The horses muttered a bit but I pointed out that their hooves weren't really suitable for a lot of typing... What really made the difference as far as the students were concerned though was my replacement of the old, by then almost ancient, DEC minicomputer that was in use as the Internet Server and replacing it with a new PC that was actually up to the job. As far as the students were concerned, that one bit of upgrading earned me the right to wear my undies over my trousers and draw a big S on my chest if I had been so minded. Thankfully for all concerned - I wasn't so minded...
The Plant Centre. There were glasshouses galore. The main ones seen here were open to the public and contained seperate units with plants and fruits and vegetables of all sort, requiring many different levels of heat, humidity and so on. In one segment of this building was a room at the centre of which was a banana tree, hanging heavy with bananas. Staying longer than two seconds meant that you were soaking wet and dehydrated when you came out.

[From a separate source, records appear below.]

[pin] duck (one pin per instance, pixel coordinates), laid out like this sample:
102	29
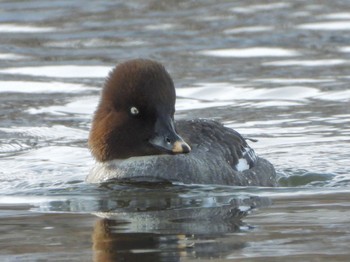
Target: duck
134	136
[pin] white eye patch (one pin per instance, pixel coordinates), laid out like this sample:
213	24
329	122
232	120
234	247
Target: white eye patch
134	111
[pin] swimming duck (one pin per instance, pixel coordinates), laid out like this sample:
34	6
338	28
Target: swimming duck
134	137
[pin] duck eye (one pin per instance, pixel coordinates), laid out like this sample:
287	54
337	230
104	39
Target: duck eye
134	111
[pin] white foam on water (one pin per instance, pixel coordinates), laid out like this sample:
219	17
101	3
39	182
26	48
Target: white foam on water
56	132
258	8
293	80
85	106
63	71
9	56
326	26
41	87
335	16
251	52
248	29
320	62
13	28
206	92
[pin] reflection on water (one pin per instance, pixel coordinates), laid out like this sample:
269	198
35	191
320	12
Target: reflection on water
274	71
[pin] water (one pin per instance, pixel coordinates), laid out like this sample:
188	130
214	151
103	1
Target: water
274	71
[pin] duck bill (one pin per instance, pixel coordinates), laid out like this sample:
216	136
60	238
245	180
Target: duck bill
166	139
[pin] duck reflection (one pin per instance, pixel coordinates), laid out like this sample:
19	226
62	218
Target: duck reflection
171	228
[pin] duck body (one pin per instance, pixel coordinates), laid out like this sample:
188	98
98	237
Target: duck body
196	151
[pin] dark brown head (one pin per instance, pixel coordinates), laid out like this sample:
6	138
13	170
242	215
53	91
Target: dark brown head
135	116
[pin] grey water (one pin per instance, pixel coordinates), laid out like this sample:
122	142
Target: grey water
276	71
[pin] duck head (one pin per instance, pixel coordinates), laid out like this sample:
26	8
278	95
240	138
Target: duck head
135	115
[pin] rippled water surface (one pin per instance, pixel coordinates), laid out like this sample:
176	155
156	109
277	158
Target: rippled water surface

Behind this row was another similar sized set of glasshouses where plants were propagated, nurtured and otherwise kept alive whilst in delicate conditions. Likewise requiring conditions to be ideal. This was all controlled by the most ancient of computers I had seen yet. Bear in mind this is July or August 1999. The Millennium with its widely anticipated risk of bug disasters was just four or five months away. Nothing had been done at the college to prepare for it other than to rely on the software providers for the larger Managment Information, Finance etc systems to carry on working.
Here I was, just wandering at lunchtime with a camera in hand when a chap in a blue boiler suit and a watering can in his hand, on finding out who I was, took me into a glasshouse and waved a hand at this computer that was the size of a chest of drawers and said "Will this be alright in the New Year?" I looked at it for about two seconds, said "I doubt it," and left him to tell his own boss. If risking literally many tens of thousands of pounds worth of plants with a possible clean-up operation that would have taken weeks or months was not worth spending a couple of thousand on a new PC and software to avoid, then I don't know what would be.
This was the central walkway through the Plant Centre glasshouses.
October came and I left Preston College and started working full tme at Myerscough. At that point the network was still in a state. In I.T. we were starting to feel aghast at what would be the cost of putting it right, but the Principal came into my office one night. It was 7:30pm and it was known I was working long hours every day, trying to get on top of things. He sat down and spread his hands out. "Just do what you have to do..." I was open about the cost. We split the work into phases with the first phase being the redistribution of network capacity around the campus. It made no difference to the Equine office, but a hell of a difference in the I.T. Centre. We added two more servers onto the academic side of the network and made sure there was separation of the network with students on one side and staff on the other.
I redesigned the college's Internet website and despite some ribbing about the use of earth colours (they weren't described in those terms by others) it obviously appealed to would-be students because enough interviewee students mentioned the website as the reason they chose to apply. I started a regular college news feature and given the sort of college it was there was always something at least once a week to put on it to make the college more atttractive to students.
It was a hectic time but very enjoyable. And I made sure that most lunchtimes I took the camera out for a walk to get fresh air and a bit of quiet time. This path lead from the campus to its sports fields and past the green-keeping buildings.